Die Frage, ob ihre Kinder denn einmal auf die Manos kommen werden, wurde zwar immer positiv beantwortet, "die Schüler würden gern", aber "der Weg ist zu weit". Diese Grundschüler kommen aus Klotzsche, Rochwitz oder Freital. Also doch wieder mehrere Gebäude? Ganz bestimmt kann man sagen, dass alle Lehrer sowie Eltern die Idee eines Grundschultages unterstützen und sehr interessiert waren, denn teilweise wurde ich - der Interviewer - mehr zum Befragten in Bezug auf Schulklima, Unterricht und vieles mehr. Das wichtigste Thema dabei war: "Stimmt das mit dem Mädchenanteil hier?"
Wir Mädchen sind vielleicht noch in der Unterzahl, aber ein gelungener Tag wie der 18.11. hat möglicherweise für Verstärkung im nächsten Jahr gesorgt.
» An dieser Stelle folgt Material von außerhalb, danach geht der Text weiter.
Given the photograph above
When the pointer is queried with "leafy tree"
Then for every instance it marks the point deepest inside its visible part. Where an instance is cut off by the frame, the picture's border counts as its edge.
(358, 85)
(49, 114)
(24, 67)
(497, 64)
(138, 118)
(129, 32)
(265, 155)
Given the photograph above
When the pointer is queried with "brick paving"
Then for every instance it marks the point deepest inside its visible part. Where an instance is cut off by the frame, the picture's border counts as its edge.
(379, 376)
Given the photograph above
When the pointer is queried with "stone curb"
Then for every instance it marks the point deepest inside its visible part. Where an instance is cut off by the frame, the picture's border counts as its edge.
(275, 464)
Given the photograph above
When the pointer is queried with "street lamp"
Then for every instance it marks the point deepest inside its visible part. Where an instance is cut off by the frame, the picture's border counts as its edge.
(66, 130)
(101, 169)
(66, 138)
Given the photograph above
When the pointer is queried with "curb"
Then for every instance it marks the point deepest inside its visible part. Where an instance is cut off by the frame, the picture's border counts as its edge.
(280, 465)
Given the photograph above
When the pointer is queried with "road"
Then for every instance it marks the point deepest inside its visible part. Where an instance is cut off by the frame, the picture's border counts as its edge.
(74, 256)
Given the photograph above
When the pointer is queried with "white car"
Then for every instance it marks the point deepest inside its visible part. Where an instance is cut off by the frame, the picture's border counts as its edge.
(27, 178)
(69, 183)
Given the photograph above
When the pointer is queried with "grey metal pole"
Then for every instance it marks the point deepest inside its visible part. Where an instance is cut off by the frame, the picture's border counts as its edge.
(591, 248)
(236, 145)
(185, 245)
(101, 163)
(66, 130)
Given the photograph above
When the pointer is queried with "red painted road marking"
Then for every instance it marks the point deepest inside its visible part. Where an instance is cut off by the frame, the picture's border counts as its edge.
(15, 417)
Stimmen aus den eigenen Reihen

Doch nicht nur die Schüler waren beeindruckt vom Grundschultag, auch die Lehrer empfanden diesen als sehr gelungen. "Es wird von Jahr zu Jahr besser - Frau Nagel"
Die Lehrer waren zwar nicht ganz so aufgeregt wie die kleinen Viertklässler, doch auch ihnen sah man an, dass sie gespannt darauf waren, ob der Tag gut bei den Grundschülern ankommt. Vor allem der Organisator Herr Dr. Wieczoreck tigerte nervös durch das Schulhaus. Man kann sich ja vorher nie sicher sein, ob die Aufgaben nicht doch zu schwer sind, und nichts ist schlimmer als enttäuschte Gesichter, weil eine Lösung unmöglich scheint. So wie es auch den Kleinen Spaß gemacht hat, gefiel es auch den Großen, die ihnen halfen, den Schülern und den Lehrern, die zwar meinten, dass sie sich durchaus andere Möglichkeiten des Zeitvertreibes an ihrem Geburtstag (an dieser Stelle noch mal alles Gute, Herr Teresiak) hätten vorstellen können, doch eine Stationsbetreuung gerne nächstes Jahr wieder durchführen möchten. Interessant ist auch zu wissen, dass nicht jeder Lehrer als Grundschüler seine Station am meisten gemocht hätte, so erzählte zum Beispiel Frau Nagel, dass nicht nur Mathe ihr Lieblingsfach war, sondern auch Musik "das eine habe ich nun zum Beruf, das andere zum Hobby gemacht." Es ist sehr schön, dass der Grundschultag allen gefallen hat, an einer Schule, die sich mit den fünf von Herrn Firchau gewählten Worten MANOS, "herausfordernd, neu, Tradition und Schüler" gut beschreiben lässt.

Die kleinen Helden

Natürlich dürfen wir auch nicht die kleinsten Helden dieses Tages vergessen, ohne die der Grundschultag sinnlos wäre, die Viertklässler.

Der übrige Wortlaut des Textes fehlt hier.